Assumptions can be dangerous when buying or selling a business, says Jesper Christensen, head of employment at Bircham Dyson Bell

When conducting M&A, it is vital to keep on top of employment law. The Transfer of Undertakings (Protection of Employment) Regulations 2006 (TUPE) apply to a wide variety of business transactions, including buying or selling a business as a going concern and changes in service providers.

TUPE imposes a number of employment related liabilities on employers involved in TUPE transfer situations, including the liability for failure to inform and consult employees about the forthcoming transfer.

Cost implication

Failure to comply with the obligation to inform and consult can render the employer liable for a protective award of up to 13 weeks’ pay per affected employee. Following Susie Radin Ltd v GMB & others (a redundancy consultation case), tribunals have applied this strictly, tending to award 13 weeks’ pay as a matter of course as a punitive measure against the employer.

This issue has been considered again recently in Cable Realisations v GMB, a case which has established the following principles:

1. The obligation to inform affected employees is a discrete obligation which arises even if no measures are contemplated in relation to a transfer.

2. Employers who fail to comply properly with their obligation to inform and consult do not automatically face a protective award of thirteen weeks’ pay per affected employee.

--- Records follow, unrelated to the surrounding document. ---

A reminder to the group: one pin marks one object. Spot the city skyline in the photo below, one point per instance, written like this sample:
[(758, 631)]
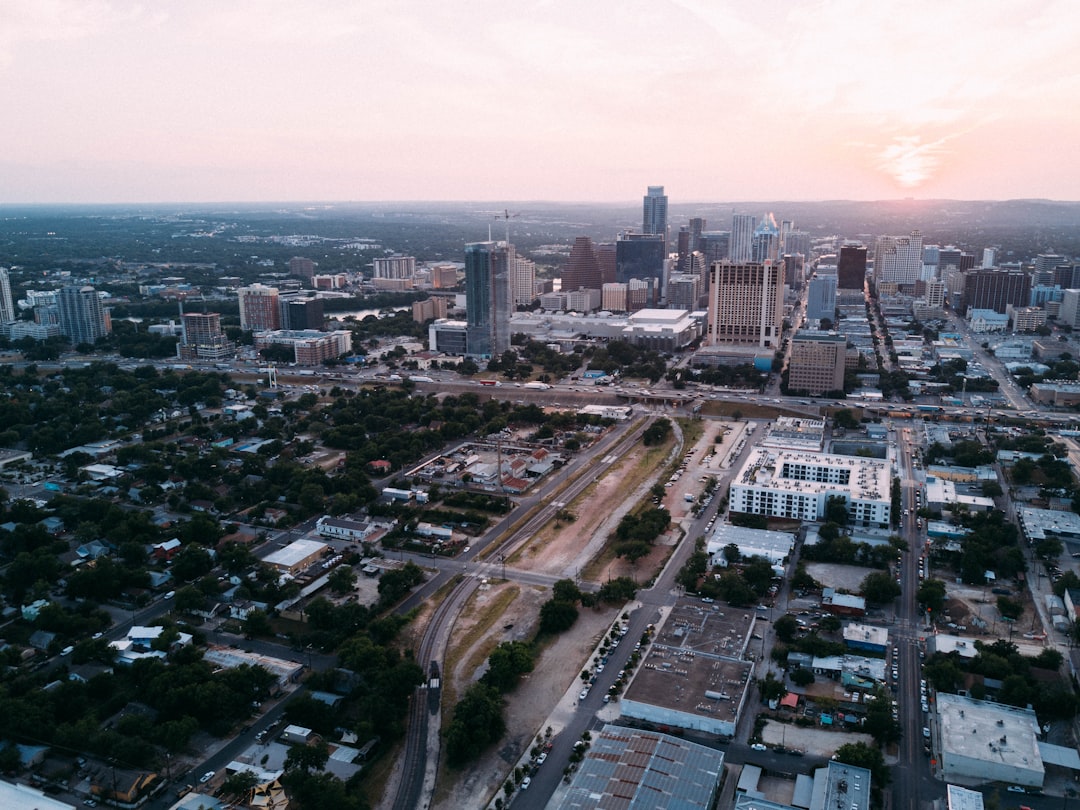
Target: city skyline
[(119, 102)]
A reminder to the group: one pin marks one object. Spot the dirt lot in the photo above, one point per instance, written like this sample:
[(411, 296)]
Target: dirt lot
[(562, 550)]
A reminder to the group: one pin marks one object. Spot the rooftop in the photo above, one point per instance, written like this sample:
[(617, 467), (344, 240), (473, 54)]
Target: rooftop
[(628, 769), (989, 732), (694, 663)]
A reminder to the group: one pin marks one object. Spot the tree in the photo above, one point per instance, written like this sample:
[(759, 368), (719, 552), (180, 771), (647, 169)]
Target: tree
[(239, 783), (341, 579), (507, 663), (1010, 608), (477, 723), (566, 590), (868, 757), (879, 588), (846, 419), (556, 616), (931, 595), (657, 433), (771, 688), (785, 628), (308, 757)]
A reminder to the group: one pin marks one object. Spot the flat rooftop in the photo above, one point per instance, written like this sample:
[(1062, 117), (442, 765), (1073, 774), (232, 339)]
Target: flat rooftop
[(629, 769), (990, 732), (295, 553), (694, 662)]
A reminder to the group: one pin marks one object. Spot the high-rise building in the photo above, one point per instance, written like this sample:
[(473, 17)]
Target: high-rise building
[(1069, 311), (741, 245), (203, 338), (7, 304), (299, 266), (258, 308), (715, 245), (683, 248), (996, 289), (683, 292), (1047, 261), (899, 259), (394, 267), (82, 315), (640, 256), (607, 257), (523, 281), (817, 362), (821, 298), (851, 267), (766, 241), (655, 212), (1043, 277), (301, 313), (1067, 277), (745, 302), (444, 277), (797, 242), (488, 304), (582, 269)]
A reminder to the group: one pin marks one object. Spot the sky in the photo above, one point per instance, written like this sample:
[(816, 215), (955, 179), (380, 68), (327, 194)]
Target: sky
[(207, 100)]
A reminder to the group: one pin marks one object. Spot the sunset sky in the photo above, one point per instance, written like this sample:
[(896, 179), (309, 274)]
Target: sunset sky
[(112, 100)]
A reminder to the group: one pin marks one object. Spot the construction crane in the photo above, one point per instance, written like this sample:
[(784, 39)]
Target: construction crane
[(508, 216)]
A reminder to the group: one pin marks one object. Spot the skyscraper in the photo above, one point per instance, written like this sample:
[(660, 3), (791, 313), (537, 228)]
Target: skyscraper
[(299, 266), (487, 297), (655, 214), (301, 313), (996, 289), (582, 268), (899, 259), (203, 338), (7, 304), (258, 308), (523, 281), (821, 298), (851, 267), (766, 241), (394, 267), (817, 363), (745, 302), (741, 245), (640, 256), (82, 316)]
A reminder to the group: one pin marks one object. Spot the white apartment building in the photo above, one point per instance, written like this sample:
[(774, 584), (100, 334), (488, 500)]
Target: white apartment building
[(780, 483)]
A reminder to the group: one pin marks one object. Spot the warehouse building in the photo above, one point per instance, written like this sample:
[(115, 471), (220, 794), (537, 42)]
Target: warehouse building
[(630, 768), (296, 556)]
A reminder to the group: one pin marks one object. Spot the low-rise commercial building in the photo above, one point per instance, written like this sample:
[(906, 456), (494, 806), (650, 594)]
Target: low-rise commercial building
[(799, 485), (296, 556), (989, 742), (694, 674), (629, 768)]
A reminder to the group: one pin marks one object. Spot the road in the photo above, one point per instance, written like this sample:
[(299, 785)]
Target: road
[(913, 782), (416, 779)]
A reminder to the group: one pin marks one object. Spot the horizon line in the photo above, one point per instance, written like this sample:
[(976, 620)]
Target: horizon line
[(504, 202)]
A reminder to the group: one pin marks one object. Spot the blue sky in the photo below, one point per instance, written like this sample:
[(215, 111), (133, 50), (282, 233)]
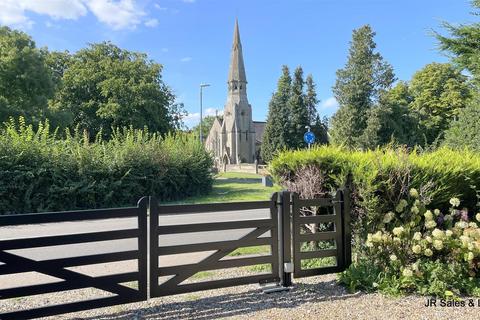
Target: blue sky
[(192, 38)]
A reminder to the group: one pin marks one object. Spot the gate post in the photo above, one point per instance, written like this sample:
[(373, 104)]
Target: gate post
[(143, 247), (153, 237), (285, 232)]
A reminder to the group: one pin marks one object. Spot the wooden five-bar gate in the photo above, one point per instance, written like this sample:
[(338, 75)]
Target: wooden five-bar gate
[(294, 230)]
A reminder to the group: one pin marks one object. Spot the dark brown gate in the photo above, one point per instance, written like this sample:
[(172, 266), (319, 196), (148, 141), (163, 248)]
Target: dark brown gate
[(59, 267), (295, 230), (321, 237)]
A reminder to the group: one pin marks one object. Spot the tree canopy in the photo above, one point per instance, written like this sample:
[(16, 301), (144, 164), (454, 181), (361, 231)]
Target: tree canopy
[(439, 92), (105, 86), (462, 44), (26, 83)]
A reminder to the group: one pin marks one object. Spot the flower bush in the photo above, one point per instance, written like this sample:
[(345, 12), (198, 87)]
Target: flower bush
[(419, 250)]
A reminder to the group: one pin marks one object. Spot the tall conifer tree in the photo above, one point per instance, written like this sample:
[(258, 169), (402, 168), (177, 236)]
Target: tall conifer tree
[(276, 133), (319, 127), (298, 111), (359, 85)]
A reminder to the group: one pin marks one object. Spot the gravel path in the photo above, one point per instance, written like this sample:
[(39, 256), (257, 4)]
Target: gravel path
[(311, 298)]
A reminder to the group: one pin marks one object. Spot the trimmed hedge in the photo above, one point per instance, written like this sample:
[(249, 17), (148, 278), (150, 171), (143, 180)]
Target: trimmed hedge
[(382, 177), (41, 172)]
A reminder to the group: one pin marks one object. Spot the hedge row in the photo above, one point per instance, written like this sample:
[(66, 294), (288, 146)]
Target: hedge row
[(41, 172)]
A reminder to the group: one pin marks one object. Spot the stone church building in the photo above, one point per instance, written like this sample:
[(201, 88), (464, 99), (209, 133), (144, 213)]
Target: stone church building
[(236, 138)]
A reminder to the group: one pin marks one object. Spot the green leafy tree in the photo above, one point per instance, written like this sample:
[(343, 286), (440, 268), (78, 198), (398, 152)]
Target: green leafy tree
[(465, 132), (299, 114), (105, 86), (358, 86), (276, 133), (439, 92), (390, 120), (462, 44), (319, 126), (25, 81)]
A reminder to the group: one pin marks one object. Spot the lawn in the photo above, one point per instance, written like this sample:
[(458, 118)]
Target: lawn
[(233, 186)]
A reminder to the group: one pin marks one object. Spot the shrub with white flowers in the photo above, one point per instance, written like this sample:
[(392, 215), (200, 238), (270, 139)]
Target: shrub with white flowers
[(419, 250)]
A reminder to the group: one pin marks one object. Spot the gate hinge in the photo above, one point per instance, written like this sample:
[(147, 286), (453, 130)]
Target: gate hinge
[(288, 267)]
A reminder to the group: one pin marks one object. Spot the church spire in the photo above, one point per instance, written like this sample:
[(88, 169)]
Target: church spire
[(237, 69)]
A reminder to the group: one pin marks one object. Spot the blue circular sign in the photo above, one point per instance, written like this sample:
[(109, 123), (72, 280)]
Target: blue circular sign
[(309, 137)]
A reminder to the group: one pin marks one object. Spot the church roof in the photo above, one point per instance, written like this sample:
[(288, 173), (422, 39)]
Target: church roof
[(237, 68)]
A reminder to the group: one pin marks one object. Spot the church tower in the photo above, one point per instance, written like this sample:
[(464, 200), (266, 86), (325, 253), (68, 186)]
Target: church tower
[(239, 129), (232, 140)]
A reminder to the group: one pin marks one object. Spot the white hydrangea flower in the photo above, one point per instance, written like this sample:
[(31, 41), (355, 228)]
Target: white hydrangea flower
[(388, 217), (438, 244), (416, 249), (407, 272), (437, 233), (417, 236), (401, 205), (377, 237), (430, 224), (398, 231), (415, 210), (428, 215), (469, 256), (414, 193), (461, 224)]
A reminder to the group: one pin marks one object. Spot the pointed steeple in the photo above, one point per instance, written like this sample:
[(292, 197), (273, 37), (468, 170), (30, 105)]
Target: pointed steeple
[(237, 69)]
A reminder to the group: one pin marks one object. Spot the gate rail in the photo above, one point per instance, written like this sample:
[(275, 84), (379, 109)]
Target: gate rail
[(221, 249), (280, 231), (14, 263)]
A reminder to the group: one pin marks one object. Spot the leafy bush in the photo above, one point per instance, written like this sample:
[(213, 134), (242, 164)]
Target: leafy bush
[(419, 250), (382, 177), (41, 172), (383, 200)]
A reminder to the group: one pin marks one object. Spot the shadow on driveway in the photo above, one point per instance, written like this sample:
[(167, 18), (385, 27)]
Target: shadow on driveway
[(229, 305)]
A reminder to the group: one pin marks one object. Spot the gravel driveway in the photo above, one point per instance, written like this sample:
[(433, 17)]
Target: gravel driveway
[(311, 298)]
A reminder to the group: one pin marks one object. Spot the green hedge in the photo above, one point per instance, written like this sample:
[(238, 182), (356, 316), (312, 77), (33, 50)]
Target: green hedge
[(41, 172), (382, 177), (416, 221)]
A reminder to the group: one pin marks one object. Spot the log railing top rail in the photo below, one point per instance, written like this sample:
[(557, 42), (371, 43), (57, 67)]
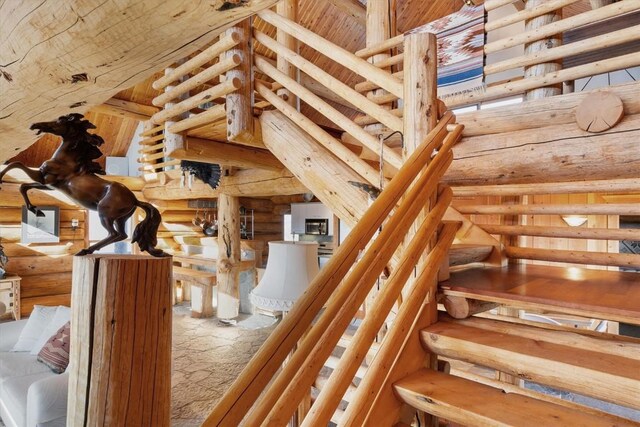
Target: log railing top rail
[(246, 390)]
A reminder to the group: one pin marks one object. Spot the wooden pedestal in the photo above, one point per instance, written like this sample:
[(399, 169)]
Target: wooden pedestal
[(120, 358)]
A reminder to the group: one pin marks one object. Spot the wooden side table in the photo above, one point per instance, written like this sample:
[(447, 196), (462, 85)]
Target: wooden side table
[(10, 294)]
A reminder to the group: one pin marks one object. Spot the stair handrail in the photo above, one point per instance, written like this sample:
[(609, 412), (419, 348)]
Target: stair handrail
[(244, 392), (300, 371)]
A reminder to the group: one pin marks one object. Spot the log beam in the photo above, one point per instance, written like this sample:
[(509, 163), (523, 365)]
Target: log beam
[(66, 57), (245, 183), (550, 154), (224, 153), (227, 272), (240, 103), (326, 176)]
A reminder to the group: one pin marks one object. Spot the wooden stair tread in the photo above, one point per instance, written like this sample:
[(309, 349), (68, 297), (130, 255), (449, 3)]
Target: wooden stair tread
[(194, 276), (463, 253), (582, 364), (470, 403), (602, 294)]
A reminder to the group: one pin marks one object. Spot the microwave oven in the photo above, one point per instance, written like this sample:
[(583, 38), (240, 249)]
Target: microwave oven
[(316, 226)]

Rather, the size of the protective award should reflect the justice of the case.

A further helping hand for employers in TUPE transfer situations also appears to have been provided by Royal Mail v Communication Workers Union.

In this case, Royal Mail took the view that TUPE did not apply to the sale of some Post Office services to WH Smith. The Court of Appeal accepted Royal Mail’s position, holding that the only obligation on a transferor employer is to communicate matters (such as the legal, social and economic implications of the transfer) as it believes them to be.

The Court was persuaded that it was not for the employer to warrant the accuracy of the law. If the employer provides incorrect information as to the legal implications of the transfer, it will not be liable for a failure to inform and consult on the basis of that mistake alone as long as the employer believed that the information was correct.

While this decision may be welcomed by employers, it is likely to prove a problematic decision in less clear cases. Royal Mail was able to show that it genuinely believed that TUPE did not apply to the sale and there was nothing to indicate that this belief was not genuinely held.

Other cases may necessitate the courts having to make an inquiry into the minds of employers to ascertain genuine belief. Employers may struggle to show that their beliefs are genuine, especially in relation to social and economic implications.

Unfortunately, the Court of Appeal has failed to give any particular guidance on this issue, other than to state that it may be difficult for an employer to establish genuine belief if it has failed to take legal advice.